I don’t know if it’s the alcohol or his words that have my head spinning and my blood rushing to all manner of inappropriate places. What does he mean by a lot of things? Surprise makes me loosen my grip, and he takes advantage of it, shrugging me off, opening the door, and stomping into the yard. For a second, I just stand there watching him disappear into the dark, my heart pumping hard inside my chest. Let him go, I tell myself. He needs to cool off. You need to cool off. I slide the door closed.
But a split-second later, I find myself turning toward the kids. “Christopher, I’ll be right back, okay?”
“Okay.”
Because I’m too wound up—and wined up—to let this go. He can’t play with me like this. Not after what he did back then. And not after kissing me like that today.

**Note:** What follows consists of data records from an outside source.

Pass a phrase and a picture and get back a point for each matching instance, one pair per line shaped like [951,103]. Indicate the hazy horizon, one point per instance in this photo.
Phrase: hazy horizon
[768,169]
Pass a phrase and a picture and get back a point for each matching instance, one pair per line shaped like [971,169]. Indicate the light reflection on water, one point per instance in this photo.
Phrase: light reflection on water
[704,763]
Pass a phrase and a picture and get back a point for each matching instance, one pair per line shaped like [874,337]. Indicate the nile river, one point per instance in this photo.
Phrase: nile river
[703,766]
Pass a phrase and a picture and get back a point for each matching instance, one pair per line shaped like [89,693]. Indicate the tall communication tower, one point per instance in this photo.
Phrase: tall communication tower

He has a good enough head start that he’s already letting himself into my kitchen through the sliding door off my deck by the time I catch up. “Hey,” I say breathlessly, ramming the door shut behind me. “I didn’t say you could come into my house.”
“I didn’t ask your permission.” He marches over to the fridge and opens it, the interior light spilling onto him like a spotlight on a darkened stage. From where I stand, I see him in profile, and my stomach flips at the cut of his jaw, the stubborn set of his mouth, the tightness of the sleeve around his bicep. I’m sixteen again, watching him and wishing he would look at me differently. Then I’m seventeen, working up the courage to flirt with him, ecstatic when he steals a kiss at a party. Then I’m eighteen, all my dreams coming true in one perfect night, and I offer him the one gift I can never get back.
And he took it. He made promises. He made me believe we were going to be together. I was ready to give up everything I had worked so hard for to be with him. Turns out, I was just another notch on his bedpost.